Seul avantage (?), la présence de Jack Black dans le rôle de Gulliver. Jack et son capital sympathie sauvent - un peu- le film grâce à ses pitreries et à sa performance. Le moins que l'on puisse dire, c'est qu'il donne de sa personne et n'a pas peur du ridicule (il est même déguisé en petite fille par une géante). Il est tout simplement énorme ! Les fans de la première heure apprécieront donc ce côté grand enfant "geek" qui joue à la Guitar héro, fan de Star wars, et qui prend confiance en lui (parfois trop).

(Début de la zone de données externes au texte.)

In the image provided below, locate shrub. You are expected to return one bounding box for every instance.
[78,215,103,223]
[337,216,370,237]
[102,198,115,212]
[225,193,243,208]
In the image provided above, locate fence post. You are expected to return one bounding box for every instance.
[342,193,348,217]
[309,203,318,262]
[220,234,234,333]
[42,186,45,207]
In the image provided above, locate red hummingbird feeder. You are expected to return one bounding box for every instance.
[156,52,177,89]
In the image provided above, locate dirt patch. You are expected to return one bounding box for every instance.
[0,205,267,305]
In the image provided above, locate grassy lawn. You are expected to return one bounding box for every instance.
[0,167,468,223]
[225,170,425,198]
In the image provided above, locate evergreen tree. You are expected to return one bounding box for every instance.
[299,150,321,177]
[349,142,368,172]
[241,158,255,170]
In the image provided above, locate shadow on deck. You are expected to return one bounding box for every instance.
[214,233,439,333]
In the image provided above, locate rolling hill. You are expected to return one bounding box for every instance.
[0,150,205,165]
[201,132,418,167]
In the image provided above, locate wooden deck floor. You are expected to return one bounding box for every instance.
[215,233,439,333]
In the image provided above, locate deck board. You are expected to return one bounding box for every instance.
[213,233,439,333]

Certaines scènes passent (de justesse) et font sourire. Par exemple, lorsque Gulliver reprend une chanson du chanteur Prince ("Kiss") pour permettre à l'un de ses mini-amis, Horatio, de faire la cour à la princesse de Lilliput. La scène reste savoureuse, car ce Cyrano géant se cache derrière le château, sa voix est trop forte, et son discours peu adapté à la princesse royale. Et voilà qu' Horatio, qui parle un langage très châtié et emprunté, se retrouve à répéter des paroles "sexy" ! Autre bon moment, le home cinéma ou le baby foot humain. Horatio alias le comique Jason Segel (au demeurant bon acteur /scénariste) est totalement fade ici - c'est peut-être voulu, mais c'est dommage : son duo avec Black aurait pu être superbe .

D'une manière générale, Jack Black écrase, éclipse et phagocyte les autres acteurs (les belles Emily Blunt et Amanda Peet , les comiques Segel et Billy Connolly)... Mais qu'allaient-ils faire dans cette galère ? Black laisse éclater sa mégalomanie, est-ce pour imiter Gulliver ? Demi-dieu du film, on a l'impression qu'il fait ce qui lui plait. Tiens, si pour pallier au scénario, on finissait en chantant un bon vieux tube à la School of Rock? Mais pourquoi ces scènes pipi-caca : pluie de pisse pour éteindre un feu ou Lilliputien écrasé dans la raie des fesses de l'énorme bête (Jack Black) qui ne feront pas rire les spectateurs âgés de plus de 4 ans ?

Encore une fois, la 3D ne sert pas à grand chose. Les effets visuels ne sont pas aussi effarants qu'on aurait pu le penser : pour un film jouant sur les contrastes de taille, c'est un comble. Et surtout, ne cherchez pas d'allusions aux réflexions philosophiques de l'œuvre originale sur le pouvoir, l'humanité, la guerre... Elles sont restées dans le Triangle des Bermudes. Alors un conseil, (re)lisez l'œuvre de Swift qui vaut bien mieux que cette adaptation très lointaine.